Hello, dear friend, you can consult us at any time if you have any questions, add WeChat: daixieit

PPOL 561

Problem Set

Regression Discontinuity Analysis

Due by 5pm EST on Monday April 17, 2023

Please submit your problem set answers (pdf, doc) and R code (Rmarkdown) via Canvas.

You have been hired as a poverty specialist for the RAND Corporation. For your first project, you have been asked to analyze the impacts of the Poverty Assistance Program in the country of Wakanda. This program was tested in 2019. In 2019, the program provided cash benefits (“Poverty Assistance Benefits”) to households with incomes below the federal poverty limit, which varies based on household size according to the following schedule:

Household Size

Federal Poverty Limit

1

$12490

2

$16910

3

$21330

4+

$25750

For each household that qualifies for benefits, the cash benefit amount if 20% of the Federal Poverty Limit. For households with incomes above the Federal Poverty Limit, there are no cash benefits.

The goal of this analysis is to estimate the impacts of benefits from 2019 on employment in 2020.

1. Explain how this benefit schedule creates the opportunity to apply the Regression Discontinuity research design to study the impacts of cash benefits from 2019 on employment in 2020. What are the intuitions behind the identifying assumptions in this context?

Download rd_problem_set.csv. This dataset has one observation per household and the following variables:

female: indicator for the gender of the person interviewed in the household

age: age of the person interviewed in the household

college: indicator for the college attendance for the person interviewed in the household

nhhld: number of people in the household

inc2019: household income in 2019

pab2019: amount of poverty assistance benefit

emp2020: indicator for employment in 2020 for person interviewed in household

Use this dataset to answer the following questions:

2. Preliminaries:

A. Create a variable “fpl” that has the federal poverty limit for each household.
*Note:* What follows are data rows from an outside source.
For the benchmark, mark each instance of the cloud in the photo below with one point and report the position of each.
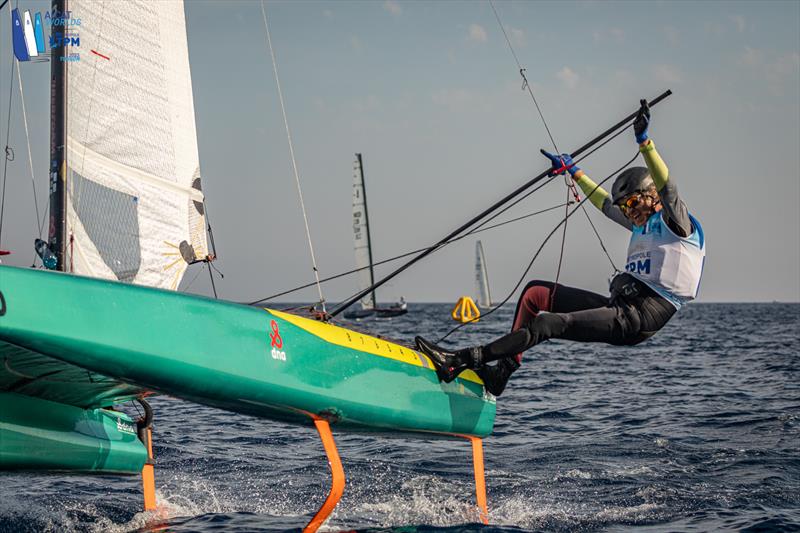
(751, 57)
(392, 7)
(615, 34)
(454, 99)
(673, 35)
(714, 28)
(668, 73)
(568, 77)
(741, 23)
(369, 104)
(517, 37)
(477, 33)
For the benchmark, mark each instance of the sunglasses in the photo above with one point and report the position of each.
(631, 202)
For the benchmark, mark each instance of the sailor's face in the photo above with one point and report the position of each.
(638, 208)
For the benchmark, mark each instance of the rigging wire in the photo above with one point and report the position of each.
(525, 84)
(30, 156)
(406, 254)
(568, 182)
(624, 123)
(294, 162)
(539, 250)
(9, 152)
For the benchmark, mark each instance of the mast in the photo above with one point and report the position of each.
(366, 224)
(58, 138)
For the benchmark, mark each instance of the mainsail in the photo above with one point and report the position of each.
(481, 278)
(361, 236)
(134, 206)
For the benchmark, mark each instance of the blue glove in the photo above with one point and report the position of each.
(559, 162)
(641, 122)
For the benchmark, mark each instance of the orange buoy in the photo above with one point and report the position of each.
(465, 310)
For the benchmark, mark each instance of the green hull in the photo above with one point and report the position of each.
(244, 359)
(37, 434)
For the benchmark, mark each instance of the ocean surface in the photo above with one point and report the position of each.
(698, 429)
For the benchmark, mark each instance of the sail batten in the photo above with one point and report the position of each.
(361, 235)
(134, 200)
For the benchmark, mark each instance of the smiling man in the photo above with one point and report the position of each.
(663, 269)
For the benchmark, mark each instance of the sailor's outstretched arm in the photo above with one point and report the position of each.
(601, 199)
(675, 212)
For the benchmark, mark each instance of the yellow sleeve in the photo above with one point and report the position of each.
(597, 195)
(658, 169)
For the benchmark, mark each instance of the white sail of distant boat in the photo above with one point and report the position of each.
(134, 206)
(362, 245)
(484, 296)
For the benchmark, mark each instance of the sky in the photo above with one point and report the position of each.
(430, 94)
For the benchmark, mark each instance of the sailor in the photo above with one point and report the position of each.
(662, 272)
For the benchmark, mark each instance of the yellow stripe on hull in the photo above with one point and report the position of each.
(365, 343)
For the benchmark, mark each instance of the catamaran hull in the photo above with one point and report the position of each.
(37, 434)
(244, 359)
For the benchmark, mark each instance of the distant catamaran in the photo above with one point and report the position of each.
(482, 293)
(362, 244)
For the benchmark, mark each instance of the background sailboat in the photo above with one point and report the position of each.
(483, 296)
(362, 245)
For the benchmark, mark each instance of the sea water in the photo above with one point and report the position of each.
(697, 429)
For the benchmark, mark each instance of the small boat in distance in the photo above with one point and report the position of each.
(362, 245)
(482, 293)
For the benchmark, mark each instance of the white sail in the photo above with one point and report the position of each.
(484, 297)
(134, 200)
(361, 237)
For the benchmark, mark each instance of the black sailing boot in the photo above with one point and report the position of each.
(450, 364)
(495, 377)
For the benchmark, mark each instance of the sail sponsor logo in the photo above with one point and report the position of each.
(276, 342)
(639, 263)
(124, 427)
(28, 34)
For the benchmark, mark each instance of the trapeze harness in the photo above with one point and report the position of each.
(663, 272)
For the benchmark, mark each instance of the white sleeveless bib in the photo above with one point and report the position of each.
(669, 264)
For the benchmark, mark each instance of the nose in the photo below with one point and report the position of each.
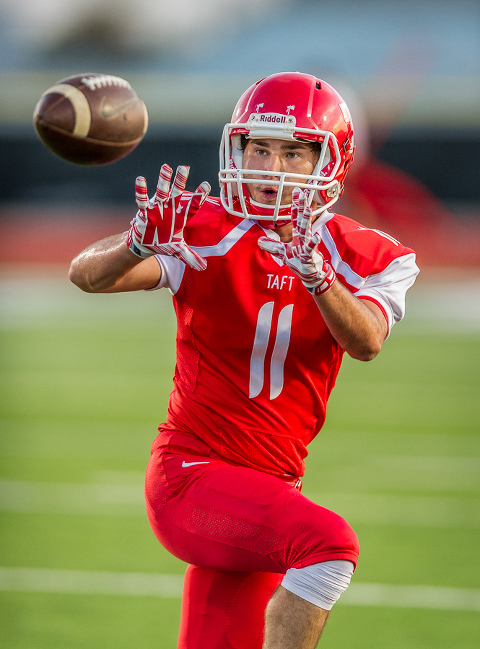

B. Use this variable to create the running variable “runvar” which captures income relative to the household-specific federal poverty limit.

C. Create a binned version of the running variable (runvarbin) that rounds the values of the running varible to the nearest $100.

D. Create an indicator D equal to 1 for income above the federal poverty limit (given the household’s size) and 0 otherwise.

E. Create an indicator T equal to 1 if poverty assistance benefits are positive and 0 otherwise.

F. Unless otherwise stated, use a bandwidth of +/- $5000 around the fpl for the analysis.

 

3. Sharp RD First Stage regressions and plots:

Estimate the following regressions

 

 

Cluster the standard errors based on the binned running variable.

Based on the estimates, how do treatment status and average benefit amounts change for households above and below the 2019 federal poverty limit?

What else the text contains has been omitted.